Оживают они и действуют хотя бы в том же движении – Евразийстве, которое ставит себе сознательную работу за смертную борьбу за сознательное достижение русского национального синтеза. Значит, не на гиблое место выводит нас революция, а вывела она на то же, куда всегда стремился истинно национальный и смелый русский дух…
Революция не отнимает у нас нации – видим мы теперь; снежный выкатанный снегур русского Марата начинает таять от тёплых ласковых лучей русского весеннего солнца – и скоро рухнет совсем, Бог даст, показывая ржавый штык, что торчит у него вместо хребта, для требуемой прочности…
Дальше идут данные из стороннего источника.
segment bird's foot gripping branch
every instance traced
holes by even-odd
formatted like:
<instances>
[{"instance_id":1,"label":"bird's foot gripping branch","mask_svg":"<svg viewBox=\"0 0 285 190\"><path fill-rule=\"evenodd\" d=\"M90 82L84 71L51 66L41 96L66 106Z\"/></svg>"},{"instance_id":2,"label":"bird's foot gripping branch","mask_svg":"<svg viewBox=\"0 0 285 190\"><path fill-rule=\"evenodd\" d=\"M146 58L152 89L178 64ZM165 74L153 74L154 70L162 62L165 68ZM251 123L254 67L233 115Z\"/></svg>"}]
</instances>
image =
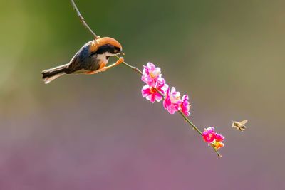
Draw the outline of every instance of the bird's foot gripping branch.
<instances>
[{"instance_id":1,"label":"bird's foot gripping branch","mask_svg":"<svg viewBox=\"0 0 285 190\"><path fill-rule=\"evenodd\" d=\"M89 26L87 24L86 22L85 19L81 14L78 9L77 8L76 4L74 3L73 0L71 0L71 4L74 9L74 10L76 11L77 16L79 17L81 23L83 24L83 26L90 32L90 33L93 35L93 36L95 38L94 43L95 43L95 46L93 46L95 48L91 48L90 49L95 49L98 51L100 49L99 48L101 47L102 46L105 45L110 45L108 43L111 43L111 45L114 45L115 43L117 44L118 46L115 46L115 47L119 47L119 49L121 50L121 46L120 45L117 43L116 41L112 38L111 41L108 41L108 43L98 43L98 41L102 41L103 38L100 38L98 35L96 35L92 29L89 27ZM110 39L110 38L105 38ZM109 43L110 42L110 43ZM90 42L91 43L91 42ZM93 43L93 42L92 42ZM108 43L108 44L107 44ZM93 47L92 46L92 47ZM89 46L88 46L89 47ZM102 52L98 52L96 51L95 52L97 54L102 54ZM217 133L214 131L214 128L212 127L209 127L207 129L204 129L204 132L201 132L198 127L197 127L188 118L188 116L190 115L190 104L189 103L189 97L188 95L184 95L183 96L181 97L181 95L179 92L176 91L176 89L172 87L170 88L170 86L166 83L165 80L162 77L162 73L160 68L156 67L154 64L151 63L148 63L146 65L143 66L143 70L141 71L136 67L132 66L127 63L124 61L124 60L122 58L119 58L118 56L117 56L118 52L111 52L113 53L111 54L113 56L115 56L118 58L118 61L109 66L113 67L115 65L117 65L120 63L122 63L133 70L139 73L141 76L141 80L142 82L145 83L145 85L142 87L142 95L143 97L145 97L147 100L150 100L151 102L154 103L155 101L157 102L161 102L162 101L163 102L163 107L165 107L165 110L168 111L169 113L170 114L174 114L175 112L179 112L181 116L183 117L184 120L187 122L191 128L193 128L196 132L198 132L199 134L200 134L202 137L202 139L208 143L209 146L211 146L214 152L217 153L218 157L221 157L221 154L219 153L218 149L219 149L221 147L224 147L224 144L222 142L224 139L224 137L221 135L220 134ZM80 54L80 53L79 53ZM110 53L109 53L110 54ZM92 55L92 54L91 54ZM104 54L105 55L105 54ZM98 56L98 55L97 55ZM108 56L105 54L105 56ZM96 56L98 59L100 59L102 56ZM88 59L90 60L90 59ZM91 59L93 60L93 59ZM108 60L108 58L107 58ZM101 65L105 67L105 64L107 64L108 61L103 61L102 60L99 60L100 61L95 61L95 63L94 64L103 63L103 64L100 64L100 68ZM73 62L71 61L71 63ZM89 62L88 62L89 63ZM72 64L69 64L72 65ZM66 65L63 65L66 66ZM103 70L100 71L105 70L104 68L103 68ZM58 67L52 69L52 70L55 70L53 73L56 73L56 74L58 74L59 71ZM43 71L43 75L47 75L46 73L51 73L51 70L47 70L47 71ZM44 77L45 75L43 75ZM58 75L59 76L59 75ZM46 77L51 77L49 75L47 75ZM53 80L53 78L51 78L51 80ZM50 80L47 82L50 82Z\"/></svg>"}]
</instances>

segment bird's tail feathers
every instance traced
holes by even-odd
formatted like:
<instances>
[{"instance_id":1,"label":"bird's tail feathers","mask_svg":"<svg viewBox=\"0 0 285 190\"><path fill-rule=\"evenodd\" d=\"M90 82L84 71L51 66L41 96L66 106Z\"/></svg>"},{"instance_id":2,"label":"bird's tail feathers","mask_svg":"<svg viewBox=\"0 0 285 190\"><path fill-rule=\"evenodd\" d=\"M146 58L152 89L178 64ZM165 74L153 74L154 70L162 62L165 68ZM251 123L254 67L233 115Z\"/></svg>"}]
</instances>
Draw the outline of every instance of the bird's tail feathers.
<instances>
[{"instance_id":1,"label":"bird's tail feathers","mask_svg":"<svg viewBox=\"0 0 285 190\"><path fill-rule=\"evenodd\" d=\"M66 64L58 67L43 70L41 72L41 74L43 74L43 79L45 84L48 84L56 78L58 78L66 74L66 70L67 65L68 64Z\"/></svg>"}]
</instances>

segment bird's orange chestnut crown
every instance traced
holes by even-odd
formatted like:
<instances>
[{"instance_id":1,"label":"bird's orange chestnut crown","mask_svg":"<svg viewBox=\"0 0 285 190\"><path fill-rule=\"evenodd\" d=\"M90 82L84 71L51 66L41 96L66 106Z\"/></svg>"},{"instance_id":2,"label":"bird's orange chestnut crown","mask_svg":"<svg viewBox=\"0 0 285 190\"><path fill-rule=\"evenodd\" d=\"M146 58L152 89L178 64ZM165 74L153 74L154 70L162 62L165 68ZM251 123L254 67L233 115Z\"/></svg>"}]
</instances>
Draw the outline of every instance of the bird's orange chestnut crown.
<instances>
[{"instance_id":1,"label":"bird's orange chestnut crown","mask_svg":"<svg viewBox=\"0 0 285 190\"><path fill-rule=\"evenodd\" d=\"M103 45L110 44L114 46L115 47L119 48L120 51L122 51L123 48L120 43L116 41L115 39L110 37L103 37L98 39L95 39L93 41L92 47L95 49L97 49L98 47L100 47ZM92 51L92 50L91 50Z\"/></svg>"}]
</instances>

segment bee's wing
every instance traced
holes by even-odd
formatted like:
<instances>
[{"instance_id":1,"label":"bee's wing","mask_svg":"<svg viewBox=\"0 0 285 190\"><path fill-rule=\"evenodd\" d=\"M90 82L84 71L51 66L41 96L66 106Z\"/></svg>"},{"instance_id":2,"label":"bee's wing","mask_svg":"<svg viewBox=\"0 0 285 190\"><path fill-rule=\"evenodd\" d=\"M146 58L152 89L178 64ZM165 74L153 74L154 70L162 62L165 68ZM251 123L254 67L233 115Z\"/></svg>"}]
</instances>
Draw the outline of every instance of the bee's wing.
<instances>
[{"instance_id":1,"label":"bee's wing","mask_svg":"<svg viewBox=\"0 0 285 190\"><path fill-rule=\"evenodd\" d=\"M241 121L240 122L240 123L242 124L242 125L244 125L244 124L246 124L247 122L247 120L243 120L243 121Z\"/></svg>"}]
</instances>

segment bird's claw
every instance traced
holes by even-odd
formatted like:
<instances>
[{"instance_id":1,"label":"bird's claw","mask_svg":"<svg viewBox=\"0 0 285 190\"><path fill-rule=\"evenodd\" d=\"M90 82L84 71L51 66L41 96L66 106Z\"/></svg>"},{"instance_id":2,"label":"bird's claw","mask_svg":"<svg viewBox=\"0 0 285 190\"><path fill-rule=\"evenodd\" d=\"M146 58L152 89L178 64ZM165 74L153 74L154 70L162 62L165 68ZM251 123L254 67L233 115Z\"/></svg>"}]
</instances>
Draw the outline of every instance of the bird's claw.
<instances>
[{"instance_id":1,"label":"bird's claw","mask_svg":"<svg viewBox=\"0 0 285 190\"><path fill-rule=\"evenodd\" d=\"M119 65L119 64L122 63L124 62L124 61L125 61L124 58L123 58L123 57L120 57L120 58L117 60L117 62L115 63L115 64L116 64L116 65Z\"/></svg>"}]
</instances>

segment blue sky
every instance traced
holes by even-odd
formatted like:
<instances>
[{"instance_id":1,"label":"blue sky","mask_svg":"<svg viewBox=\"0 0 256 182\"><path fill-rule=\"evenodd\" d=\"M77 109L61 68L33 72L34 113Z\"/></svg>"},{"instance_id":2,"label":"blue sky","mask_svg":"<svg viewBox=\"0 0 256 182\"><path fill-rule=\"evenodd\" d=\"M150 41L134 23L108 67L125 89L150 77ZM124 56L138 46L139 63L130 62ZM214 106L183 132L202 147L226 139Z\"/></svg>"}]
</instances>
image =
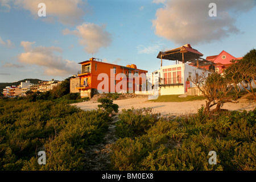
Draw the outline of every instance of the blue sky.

И тогда русский национализм увидит, что пред ним лежат безбрежные дали русского национального обновлённого дела, основным качеством которого станет
«Социализм пройдёт, как дисгармония; всякая дисгармония пройдёт. А социализм – буря, дождь, ветер…
Взойдёт солнышко и осушит всё. И будут говорить, как о высохшей росе: “Неужели он – социализм – был? И барабанил в окна град: братство, равенство, свобода?” – “О, да! И ещё скольких этот град побил!” – “Удивительно! Странное явление! Не верится! Где бы об истории его прочитать?”».
Так пророчествовал Розанов двадцать лет тому назад.
У дома Ипатьева (Воспоминания)
Холодной уральской ночью бродил я в Екатеринбурге в 1919 году по Харитоновскому саду; луна лила свой зелёный свет из-за высоких ельников и пихтарников, отражалась в спокойном круглом пруду, к которому вели дорожки, изгибаясь, как лира. На открытой большой веранде пили, натурально, водку, сияли вверху там жёлтые огни, и пахли зябко табаки, – и всё было полно какой-то насыщенной, чисто русской купеческой дикой роскоши. В этом месте ещё витали тени приваловских миллионов, и кто знает, на террасе не сидели ли их последние наследники?